I’m a late thirty-something, I am a self-employed teacher, writer, lecturer. My working life is made up of temporary and short-term contracts, and most of the work that I do is self-generated. It relies me to be creative, flexible, endlessly innovative, patient and (an introvert’s nightmare) collaborative. We’ve not met, so before you paint a picture for yourself of me as a cross between Andy Warhol and Benjamin Franklin (just imagine the hair), I can also point out that working this way requires me to be happy to make mistakes (a lot, and I’m not usually happy about it), reflective (hello crushing self-doubt) and the rest.

This is becoming increasingly normal for fellow thirty-somethings who might find that description of working routines a familiar one. It is, however, a regime that probably horrifies traditionally-minded, nine to fivers. My mother, for example, probably does not think that the freedom to work in a cafe or in my pyjamas at home is enough of a trade-off for a proper pension.

I’m sorry if you feel you’re trapped on the bus next to the guy telling you his life-story. The point is that a younger me - a child, a teenager, a graduate - could never have imagined that this is what a working life would have looked like. Working alone on self-generated projects, I have a lot of time to think, pose questions, try to answer them. Yes, it's driving my wife a bit mad. Aside from ‘time for coffee?’, the key questions that come to me are these:  How much did my education prepare me for this life?

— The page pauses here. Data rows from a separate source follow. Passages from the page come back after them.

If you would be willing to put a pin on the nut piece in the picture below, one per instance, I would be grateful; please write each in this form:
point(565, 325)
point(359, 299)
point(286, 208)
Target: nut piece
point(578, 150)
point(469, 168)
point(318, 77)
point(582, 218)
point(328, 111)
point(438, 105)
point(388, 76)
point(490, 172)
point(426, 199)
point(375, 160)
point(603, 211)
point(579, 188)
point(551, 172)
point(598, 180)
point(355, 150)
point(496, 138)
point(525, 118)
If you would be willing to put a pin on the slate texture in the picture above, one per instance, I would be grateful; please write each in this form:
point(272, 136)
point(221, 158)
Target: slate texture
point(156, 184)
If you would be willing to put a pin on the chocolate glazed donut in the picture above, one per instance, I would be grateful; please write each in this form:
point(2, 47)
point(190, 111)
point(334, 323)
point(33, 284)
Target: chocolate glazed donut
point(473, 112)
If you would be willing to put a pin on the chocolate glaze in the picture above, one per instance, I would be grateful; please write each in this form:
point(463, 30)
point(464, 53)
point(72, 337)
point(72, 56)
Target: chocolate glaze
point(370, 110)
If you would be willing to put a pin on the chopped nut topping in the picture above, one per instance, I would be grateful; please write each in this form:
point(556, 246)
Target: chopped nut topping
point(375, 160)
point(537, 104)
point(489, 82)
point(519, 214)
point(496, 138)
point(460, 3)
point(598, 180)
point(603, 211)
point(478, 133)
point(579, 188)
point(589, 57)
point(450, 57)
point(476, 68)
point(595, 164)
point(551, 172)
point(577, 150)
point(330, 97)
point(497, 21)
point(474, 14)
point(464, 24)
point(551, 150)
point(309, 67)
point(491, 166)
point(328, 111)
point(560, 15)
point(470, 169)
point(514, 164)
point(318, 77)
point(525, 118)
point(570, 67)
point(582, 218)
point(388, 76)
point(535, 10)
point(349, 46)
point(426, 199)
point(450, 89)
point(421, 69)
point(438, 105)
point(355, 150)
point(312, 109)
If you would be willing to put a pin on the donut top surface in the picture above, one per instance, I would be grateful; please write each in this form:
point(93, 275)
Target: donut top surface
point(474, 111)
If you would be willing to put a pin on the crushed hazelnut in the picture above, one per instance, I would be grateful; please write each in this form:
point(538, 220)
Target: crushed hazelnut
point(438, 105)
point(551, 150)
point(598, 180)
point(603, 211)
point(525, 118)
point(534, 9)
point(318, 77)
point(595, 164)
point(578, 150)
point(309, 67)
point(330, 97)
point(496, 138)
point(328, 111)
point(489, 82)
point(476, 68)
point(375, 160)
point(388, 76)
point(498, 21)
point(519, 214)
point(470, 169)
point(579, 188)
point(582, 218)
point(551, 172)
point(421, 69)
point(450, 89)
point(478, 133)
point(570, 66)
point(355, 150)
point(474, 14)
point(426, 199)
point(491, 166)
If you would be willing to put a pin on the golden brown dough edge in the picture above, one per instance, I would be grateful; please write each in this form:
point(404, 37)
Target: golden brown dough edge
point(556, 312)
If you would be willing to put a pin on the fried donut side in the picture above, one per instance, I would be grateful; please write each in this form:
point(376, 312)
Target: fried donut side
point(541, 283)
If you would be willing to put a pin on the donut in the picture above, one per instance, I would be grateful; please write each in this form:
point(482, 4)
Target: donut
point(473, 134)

Did I learn the skills to work this way happen because of what I learned at school or in spite of it? As an educator, this question becomes ‘how am I enabling learners to accept or adapt to this?’

I have spent the Covid lockdown accidently in Bangkok (long story) and it has given me much time to think and reflect on these questions. If children are learning, but not in school, then what does that mean for how we educate our children? Does it mean the end for traditional instruct-learn-test? If teachers are educating remotely, either digitally or by setting work, what does that now mean for the work teachers will be expected to do?

And then the big one: how could we ever go back to what we had before willingly? We are being asked to embrace the new normal, but was it even normal to begin with?